Le carousel lui-même est une affaire de disposition circulaire et de physique simple. Les images sont placées en cercle grâce à, encore et toujours, de la trigo :

for (let i = 0; i < count; i++) {
  const image = new Image(this.textures[i]);
  const angle = (i / count) * Math.PI * 2;

  image.mesh.position.x = Math.sin(angle) * radius;
  image.mesh.position.z = Math.cos(angle) * radius;
  image.mesh.lookAt(0, 0, 0);

  this.group.add(image.mesh);
}

Chaque image est positionnée sur le cercle avec sin et cos, puis orientée vers le centre avec lookAt. Le scroll (ou le swipe sur mobile) ajoute une vélocité à la rotation du groupe, freinée par un coefficient de friction. Quand on ne touche plus, le carousel continue de tourner doucement, une rotation automatique subtile qui garde l’expérience vivante.

Ce que j’en retiens

Les shaders GLSL, c’est moins obscur que ça en a l’air. Le vertex shader transforme des positions, le fragment shader transforme des couleurs.

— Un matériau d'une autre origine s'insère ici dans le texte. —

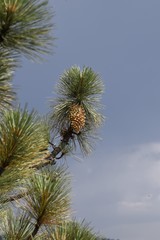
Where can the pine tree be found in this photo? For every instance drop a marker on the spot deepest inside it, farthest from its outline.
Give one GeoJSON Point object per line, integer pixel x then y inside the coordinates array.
{"type": "Point", "coordinates": [34, 189]}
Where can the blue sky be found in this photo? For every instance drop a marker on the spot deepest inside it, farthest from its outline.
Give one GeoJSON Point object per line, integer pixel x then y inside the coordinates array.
{"type": "Point", "coordinates": [117, 188]}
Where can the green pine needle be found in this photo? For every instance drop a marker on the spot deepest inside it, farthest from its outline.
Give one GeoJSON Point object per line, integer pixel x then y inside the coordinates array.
{"type": "Point", "coordinates": [74, 230]}
{"type": "Point", "coordinates": [47, 200]}
{"type": "Point", "coordinates": [23, 143]}
{"type": "Point", "coordinates": [25, 26]}
{"type": "Point", "coordinates": [7, 65]}
{"type": "Point", "coordinates": [16, 227]}
{"type": "Point", "coordinates": [83, 87]}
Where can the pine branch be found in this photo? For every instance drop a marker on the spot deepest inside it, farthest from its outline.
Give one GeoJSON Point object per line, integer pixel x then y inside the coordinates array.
{"type": "Point", "coordinates": [77, 108]}
{"type": "Point", "coordinates": [26, 27]}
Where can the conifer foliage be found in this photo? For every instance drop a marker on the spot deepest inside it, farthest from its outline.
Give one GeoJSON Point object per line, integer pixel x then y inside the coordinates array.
{"type": "Point", "coordinates": [34, 191]}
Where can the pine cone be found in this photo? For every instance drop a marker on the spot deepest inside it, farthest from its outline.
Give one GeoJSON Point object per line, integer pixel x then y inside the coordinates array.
{"type": "Point", "coordinates": [77, 117]}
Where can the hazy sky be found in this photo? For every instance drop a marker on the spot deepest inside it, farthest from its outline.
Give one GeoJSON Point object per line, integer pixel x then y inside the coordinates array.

Avec des uniforms pour passer des données depuis le JavaScript et des varyings pour communiquer entre les deux, on a tout ce qu’il faut pour créer des effets visuels sur mesure.

Ce qui m’a le plus marqué, c’est de voir à quel point des concepts simples (un sinus, une distance, un produit scalaire) suffisent pour produire des résultats visuellement riches. L’aberration chromatique qui est sortie d’une simple expérimentation avec les canaux RGB en est la preuve.

Si vous hésitez à vous lancer dans les shaders, commencez petit. Un PlaneGeometry, un ShaderMaterial, et un sin() dans le vertex shader. Déformez un truc, changez une couleur, ajoutez un uniform qui bouge avec le temps. C’est comme ça qu’on apprend. En cassant des pixels.